Suppose that $S$, the relevant boundary component of $M$, is a torus. Suppose that $G$ is the given essential two-sphere in the filled manifold $N$. We isotope $G$ to have minimal intersection with $S$. All intersections $S \cap G$ are essential simple closed curves in $S$. So all of them are parallel. Set $F = M \cap G$. As you argue, $F$ is incompressible.
Suppose, for a contradiction, that $F$ is boundary compressible. Let $B \subset M$ be the given bigon boundary compressing $F$. Let $\beta = B \cap F$ and let $\beta' = B \cap S = B \cap \partial M$.
Let $\alpha$ and $\alpha'$ be the curves of $S \cap G$ which meet the corners of $B$ - that is, the points $\beta \cap \beta'$. If $\alpha = \alpha'$ then $\beta'$ is an inessential arc in $(S, \alpha)$. So $\beta'$ cuts a bigon out of $S - G$. Thus $B \cup B'$ is a compression of $F$, a contradiction.

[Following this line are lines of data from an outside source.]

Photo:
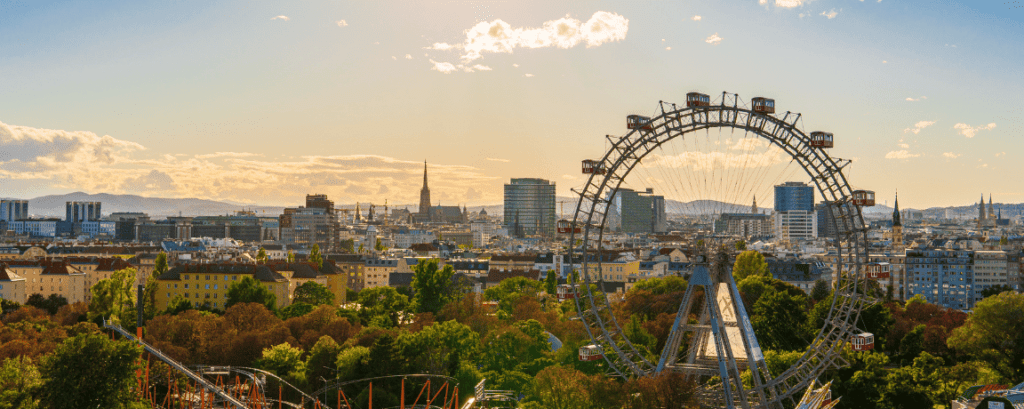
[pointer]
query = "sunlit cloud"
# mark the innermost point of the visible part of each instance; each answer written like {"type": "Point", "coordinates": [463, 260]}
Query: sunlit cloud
{"type": "Point", "coordinates": [84, 161]}
{"type": "Point", "coordinates": [500, 37]}
{"type": "Point", "coordinates": [919, 126]}
{"type": "Point", "coordinates": [901, 155]}
{"type": "Point", "coordinates": [971, 131]}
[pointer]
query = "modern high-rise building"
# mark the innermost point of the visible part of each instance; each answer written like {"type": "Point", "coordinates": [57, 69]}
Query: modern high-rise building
{"type": "Point", "coordinates": [529, 207]}
{"type": "Point", "coordinates": [634, 211]}
{"type": "Point", "coordinates": [794, 196]}
{"type": "Point", "coordinates": [82, 211]}
{"type": "Point", "coordinates": [11, 209]}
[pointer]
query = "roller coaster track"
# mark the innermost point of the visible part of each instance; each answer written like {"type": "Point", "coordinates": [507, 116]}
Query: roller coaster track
{"type": "Point", "coordinates": [176, 365]}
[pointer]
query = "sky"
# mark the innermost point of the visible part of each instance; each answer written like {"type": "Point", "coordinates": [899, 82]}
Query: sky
{"type": "Point", "coordinates": [263, 101]}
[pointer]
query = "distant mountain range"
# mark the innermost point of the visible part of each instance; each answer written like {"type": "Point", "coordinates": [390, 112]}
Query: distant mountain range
{"type": "Point", "coordinates": [53, 205]}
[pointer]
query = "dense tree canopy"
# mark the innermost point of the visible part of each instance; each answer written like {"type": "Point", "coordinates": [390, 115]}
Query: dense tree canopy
{"type": "Point", "coordinates": [250, 290]}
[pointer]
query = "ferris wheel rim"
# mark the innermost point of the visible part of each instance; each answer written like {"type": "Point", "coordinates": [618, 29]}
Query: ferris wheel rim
{"type": "Point", "coordinates": [798, 146]}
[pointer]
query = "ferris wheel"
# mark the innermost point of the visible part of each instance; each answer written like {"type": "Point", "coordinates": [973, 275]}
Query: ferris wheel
{"type": "Point", "coordinates": [720, 344]}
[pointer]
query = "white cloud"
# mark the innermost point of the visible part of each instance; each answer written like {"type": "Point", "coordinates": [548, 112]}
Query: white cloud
{"type": "Point", "coordinates": [445, 68]}
{"type": "Point", "coordinates": [901, 155]}
{"type": "Point", "coordinates": [226, 155]}
{"type": "Point", "coordinates": [919, 126]}
{"type": "Point", "coordinates": [787, 3]}
{"type": "Point", "coordinates": [441, 46]}
{"type": "Point", "coordinates": [56, 160]}
{"type": "Point", "coordinates": [971, 131]}
{"type": "Point", "coordinates": [498, 36]}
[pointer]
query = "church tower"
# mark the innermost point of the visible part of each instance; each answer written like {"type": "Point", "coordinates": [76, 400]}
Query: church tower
{"type": "Point", "coordinates": [897, 228]}
{"type": "Point", "coordinates": [991, 210]}
{"type": "Point", "coordinates": [425, 197]}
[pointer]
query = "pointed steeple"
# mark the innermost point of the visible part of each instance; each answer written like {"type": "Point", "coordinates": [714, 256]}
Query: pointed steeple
{"type": "Point", "coordinates": [896, 214]}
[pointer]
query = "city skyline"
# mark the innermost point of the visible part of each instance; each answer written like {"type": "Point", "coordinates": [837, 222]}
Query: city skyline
{"type": "Point", "coordinates": [267, 103]}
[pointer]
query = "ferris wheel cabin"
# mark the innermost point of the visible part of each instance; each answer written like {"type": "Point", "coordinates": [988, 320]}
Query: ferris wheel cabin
{"type": "Point", "coordinates": [697, 99]}
{"type": "Point", "coordinates": [878, 271]}
{"type": "Point", "coordinates": [638, 122]}
{"type": "Point", "coordinates": [763, 106]}
{"type": "Point", "coordinates": [590, 353]}
{"type": "Point", "coordinates": [592, 166]}
{"type": "Point", "coordinates": [821, 139]}
{"type": "Point", "coordinates": [863, 198]}
{"type": "Point", "coordinates": [862, 341]}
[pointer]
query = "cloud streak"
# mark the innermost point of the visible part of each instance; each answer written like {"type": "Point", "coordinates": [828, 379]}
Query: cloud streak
{"type": "Point", "coordinates": [971, 131]}
{"type": "Point", "coordinates": [81, 160]}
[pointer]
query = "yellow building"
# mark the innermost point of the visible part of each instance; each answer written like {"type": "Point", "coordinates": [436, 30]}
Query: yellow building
{"type": "Point", "coordinates": [377, 272]}
{"type": "Point", "coordinates": [11, 286]}
{"type": "Point", "coordinates": [51, 276]}
{"type": "Point", "coordinates": [298, 274]}
{"type": "Point", "coordinates": [202, 284]}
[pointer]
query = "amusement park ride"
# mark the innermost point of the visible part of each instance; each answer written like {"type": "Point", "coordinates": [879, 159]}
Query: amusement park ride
{"type": "Point", "coordinates": [717, 343]}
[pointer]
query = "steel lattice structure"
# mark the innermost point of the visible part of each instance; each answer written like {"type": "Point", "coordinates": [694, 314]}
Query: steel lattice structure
{"type": "Point", "coordinates": [850, 246]}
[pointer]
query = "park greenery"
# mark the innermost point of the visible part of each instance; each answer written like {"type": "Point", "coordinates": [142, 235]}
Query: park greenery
{"type": "Point", "coordinates": [925, 355]}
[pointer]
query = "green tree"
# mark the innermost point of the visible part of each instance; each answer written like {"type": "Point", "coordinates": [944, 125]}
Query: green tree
{"type": "Point", "coordinates": [250, 290]}
{"type": "Point", "coordinates": [663, 285]}
{"type": "Point", "coordinates": [322, 362]}
{"type": "Point", "coordinates": [432, 287]}
{"type": "Point", "coordinates": [284, 360]}
{"type": "Point", "coordinates": [315, 257]}
{"type": "Point", "coordinates": [150, 292]}
{"type": "Point", "coordinates": [50, 303]}
{"type": "Point", "coordinates": [820, 291]}
{"type": "Point", "coordinates": [750, 263]}
{"type": "Point", "coordinates": [90, 371]}
{"type": "Point", "coordinates": [19, 380]}
{"type": "Point", "coordinates": [509, 291]}
{"type": "Point", "coordinates": [115, 297]}
{"type": "Point", "coordinates": [551, 283]}
{"type": "Point", "coordinates": [995, 289]}
{"type": "Point", "coordinates": [778, 318]}
{"type": "Point", "coordinates": [994, 333]}
{"type": "Point", "coordinates": [177, 304]}
{"type": "Point", "coordinates": [313, 294]}
{"type": "Point", "coordinates": [383, 307]}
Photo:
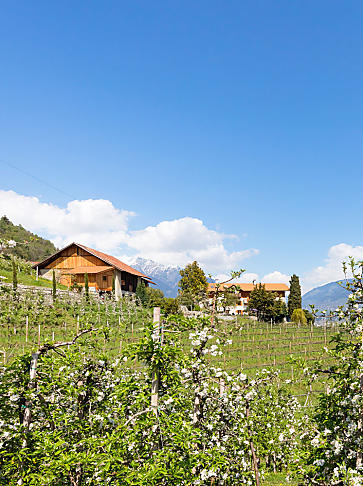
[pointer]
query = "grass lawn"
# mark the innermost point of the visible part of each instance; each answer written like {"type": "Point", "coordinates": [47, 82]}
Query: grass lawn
{"type": "Point", "coordinates": [27, 279]}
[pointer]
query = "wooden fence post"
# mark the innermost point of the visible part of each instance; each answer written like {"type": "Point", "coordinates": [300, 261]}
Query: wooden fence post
{"type": "Point", "coordinates": [155, 374]}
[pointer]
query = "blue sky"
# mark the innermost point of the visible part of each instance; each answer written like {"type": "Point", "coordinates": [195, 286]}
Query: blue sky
{"type": "Point", "coordinates": [219, 118]}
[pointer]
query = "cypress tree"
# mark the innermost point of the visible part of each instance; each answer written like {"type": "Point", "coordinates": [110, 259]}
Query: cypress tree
{"type": "Point", "coordinates": [15, 276]}
{"type": "Point", "coordinates": [86, 287]}
{"type": "Point", "coordinates": [294, 300]}
{"type": "Point", "coordinates": [54, 288]}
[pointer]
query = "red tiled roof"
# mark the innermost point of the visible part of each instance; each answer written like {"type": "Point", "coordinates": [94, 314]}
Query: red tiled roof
{"type": "Point", "coordinates": [113, 261]}
{"type": "Point", "coordinates": [95, 269]}
{"type": "Point", "coordinates": [247, 287]}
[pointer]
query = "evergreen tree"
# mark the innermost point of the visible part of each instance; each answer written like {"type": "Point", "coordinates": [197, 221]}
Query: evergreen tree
{"type": "Point", "coordinates": [262, 301]}
{"type": "Point", "coordinates": [294, 300]}
{"type": "Point", "coordinates": [54, 287]}
{"type": "Point", "coordinates": [15, 276]}
{"type": "Point", "coordinates": [141, 293]}
{"type": "Point", "coordinates": [193, 282]}
{"type": "Point", "coordinates": [86, 287]}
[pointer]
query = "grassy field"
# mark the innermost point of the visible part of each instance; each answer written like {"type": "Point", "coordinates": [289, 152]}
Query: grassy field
{"type": "Point", "coordinates": [27, 279]}
{"type": "Point", "coordinates": [286, 346]}
{"type": "Point", "coordinates": [27, 322]}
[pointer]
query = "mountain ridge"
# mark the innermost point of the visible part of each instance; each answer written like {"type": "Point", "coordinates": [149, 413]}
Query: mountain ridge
{"type": "Point", "coordinates": [326, 297]}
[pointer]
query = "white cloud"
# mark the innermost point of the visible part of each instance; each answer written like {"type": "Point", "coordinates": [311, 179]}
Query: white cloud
{"type": "Point", "coordinates": [246, 277]}
{"type": "Point", "coordinates": [332, 269]}
{"type": "Point", "coordinates": [276, 277]}
{"type": "Point", "coordinates": [98, 223]}
{"type": "Point", "coordinates": [95, 222]}
{"type": "Point", "coordinates": [183, 240]}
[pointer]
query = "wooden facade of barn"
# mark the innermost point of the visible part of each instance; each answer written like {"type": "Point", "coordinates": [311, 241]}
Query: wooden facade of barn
{"type": "Point", "coordinates": [72, 263]}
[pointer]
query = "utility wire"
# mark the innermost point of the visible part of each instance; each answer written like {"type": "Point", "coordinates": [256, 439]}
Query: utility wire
{"type": "Point", "coordinates": [36, 178]}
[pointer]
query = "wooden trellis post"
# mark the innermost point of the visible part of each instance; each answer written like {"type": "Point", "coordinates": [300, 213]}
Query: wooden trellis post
{"type": "Point", "coordinates": [155, 374]}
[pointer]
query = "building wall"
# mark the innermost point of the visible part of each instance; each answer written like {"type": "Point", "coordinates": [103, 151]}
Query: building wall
{"type": "Point", "coordinates": [74, 257]}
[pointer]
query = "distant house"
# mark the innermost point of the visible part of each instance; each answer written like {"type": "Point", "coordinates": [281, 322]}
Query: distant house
{"type": "Point", "coordinates": [244, 292]}
{"type": "Point", "coordinates": [72, 262]}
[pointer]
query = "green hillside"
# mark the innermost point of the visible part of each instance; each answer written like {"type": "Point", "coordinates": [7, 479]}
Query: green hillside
{"type": "Point", "coordinates": [29, 246]}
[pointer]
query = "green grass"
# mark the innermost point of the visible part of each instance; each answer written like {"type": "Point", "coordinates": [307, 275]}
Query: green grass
{"type": "Point", "coordinates": [285, 347]}
{"type": "Point", "coordinates": [27, 279]}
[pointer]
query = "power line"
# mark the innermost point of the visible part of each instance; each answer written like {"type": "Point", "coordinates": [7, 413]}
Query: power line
{"type": "Point", "coordinates": [36, 178]}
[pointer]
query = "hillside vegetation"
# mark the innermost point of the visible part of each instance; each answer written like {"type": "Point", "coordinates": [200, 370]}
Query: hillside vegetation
{"type": "Point", "coordinates": [29, 246]}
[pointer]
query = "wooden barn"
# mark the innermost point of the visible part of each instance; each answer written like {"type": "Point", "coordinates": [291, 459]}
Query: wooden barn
{"type": "Point", "coordinates": [72, 263]}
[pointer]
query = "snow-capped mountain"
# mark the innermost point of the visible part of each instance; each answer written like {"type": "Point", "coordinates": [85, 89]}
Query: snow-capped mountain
{"type": "Point", "coordinates": [165, 277]}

Suppose instead that $\alpha$ and $\alpha'$ are distinct. Thus they co-bound an annulus $A$ in $S$. We choose $A$ so that $A \cap G = \alpha \cap \alpha'$. That is, there are no more curves of $G$ in $A$. Let $D$ be the disk obtained by boundary compressing $A$, along $B$, into $M$. This disk $D$ is a compressing disk for $F$ (or we can further reduce $G \cap S$). This is the desired contradiction.
If $S$ is not a torus, the argument is more involved. I will givehave given the details for that in my answer to your previous question.